Most securities lending programs allow investors who lend their shares to continue to trade as usual and sell them at any time without prior notice.
While investors do not receive dividend payments directly on the securities that are borrowed, securities lending programs traditionally offer substitute payments for dividends. However, investors may lose proxy voting rights on shares that are out on loan.
The borrower provides collateral for the loan—usually cash—to protect the lender in the event of the borrower’s default. To protect investors, cash is usually deposited on their behalf into a special reserve account protected by the Securities Investor Protection Corporation (SIPC®). However, you should consult the loan agreement for specific information.
Securities lending provides a relatively easy way to gain incremental revenue on an existing portfolio. The borrower pays a loan fee for the securities that are borrowed. The lender receives the majority of the loan fee, and the remaining portion of the loan fee is shared with the lending agent or clearing broker and often the borrower’s broker-dealer. This fee will fluctuate based on market demand and securities will only be borrowed for a purpose (a loan or delivery need). Some lending agents or clearing brokers may also pay the lender a portion of the interest earned on the cash collateral in the account.
Securities lending is not appropriate for all investors. Reclassification of dividend income from loaned securities may cause tax ramifications, and proxy voting rights on these securities are forfeited. In addition, loaned securities are not protected by SIPC. Enrollment in a securities lending program does not guarantee that securities will actually be borrowed. Investors are encouraged to consult their tax advisor before participating in a securities lending program.

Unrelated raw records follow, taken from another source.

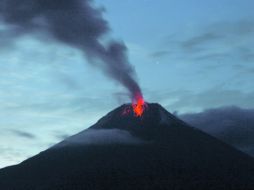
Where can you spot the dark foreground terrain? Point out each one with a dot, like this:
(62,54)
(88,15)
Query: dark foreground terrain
(157,151)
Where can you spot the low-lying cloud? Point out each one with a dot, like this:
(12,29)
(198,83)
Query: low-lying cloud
(100,136)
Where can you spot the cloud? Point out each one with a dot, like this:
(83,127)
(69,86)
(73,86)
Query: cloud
(100,136)
(202,39)
(212,98)
(233,125)
(159,54)
(219,41)
(75,23)
(23,134)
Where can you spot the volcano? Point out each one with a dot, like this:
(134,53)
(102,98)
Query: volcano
(121,151)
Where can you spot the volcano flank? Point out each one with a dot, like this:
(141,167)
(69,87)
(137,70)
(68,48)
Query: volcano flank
(121,151)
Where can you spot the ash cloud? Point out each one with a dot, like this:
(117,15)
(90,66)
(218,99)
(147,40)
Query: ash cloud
(76,23)
(233,125)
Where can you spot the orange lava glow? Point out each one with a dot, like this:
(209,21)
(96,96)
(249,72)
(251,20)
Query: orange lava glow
(138,106)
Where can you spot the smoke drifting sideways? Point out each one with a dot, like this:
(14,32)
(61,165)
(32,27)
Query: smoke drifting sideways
(76,23)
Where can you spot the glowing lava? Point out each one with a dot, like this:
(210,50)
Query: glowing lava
(138,106)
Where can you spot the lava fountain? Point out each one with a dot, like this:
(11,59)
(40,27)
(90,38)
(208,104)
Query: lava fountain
(138,105)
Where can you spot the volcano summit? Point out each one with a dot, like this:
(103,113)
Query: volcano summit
(121,151)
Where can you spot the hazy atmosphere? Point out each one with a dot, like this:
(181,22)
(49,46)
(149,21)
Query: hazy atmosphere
(195,58)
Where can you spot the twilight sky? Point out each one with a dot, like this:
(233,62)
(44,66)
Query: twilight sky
(189,55)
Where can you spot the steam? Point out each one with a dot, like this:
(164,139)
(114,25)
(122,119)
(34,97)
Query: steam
(76,23)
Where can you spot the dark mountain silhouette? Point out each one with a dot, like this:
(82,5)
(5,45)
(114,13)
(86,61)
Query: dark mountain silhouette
(156,151)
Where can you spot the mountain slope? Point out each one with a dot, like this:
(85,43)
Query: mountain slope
(157,151)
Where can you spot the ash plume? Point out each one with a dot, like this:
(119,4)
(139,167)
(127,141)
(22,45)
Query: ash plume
(76,23)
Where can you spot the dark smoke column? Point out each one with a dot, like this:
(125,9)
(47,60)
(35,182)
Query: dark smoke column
(76,23)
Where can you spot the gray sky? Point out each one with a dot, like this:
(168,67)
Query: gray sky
(189,55)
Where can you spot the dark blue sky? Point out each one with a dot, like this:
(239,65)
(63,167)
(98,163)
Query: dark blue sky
(189,55)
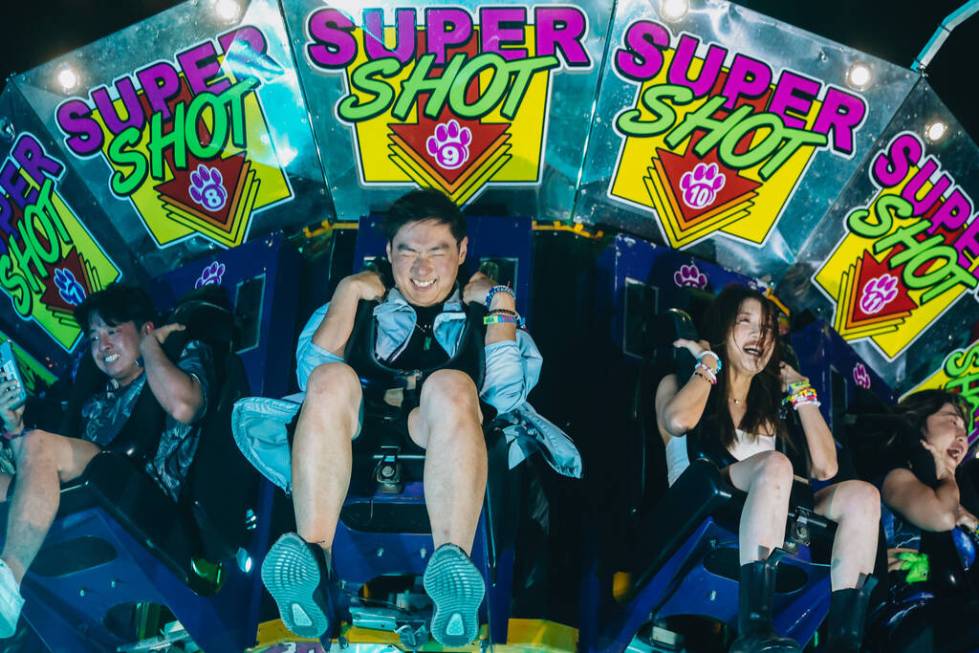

The main benefit of securities lending for investors is that it can help them to potentially generate additional income on securities they already own. There is also no cost to participate in these programs, and the investor does not usually have to do anything beyond sign the initial loan agreement. If securities are borrowed, loan fee payments are usually made automatically, often monthly, and investors receive substitute payments for dividends on loaned shares.
Investors should talk to their advisors to see if their firm offers a securities lending program. To participate, investors will need to read and sign a loan agreement. Please keep in mind that most programs have eligibility criteria, such as a minimum asset level that must be in the portfolio to participate in the program.
Please keep in mind that securities lending programs will vary and investors should consult the loan agreement for details.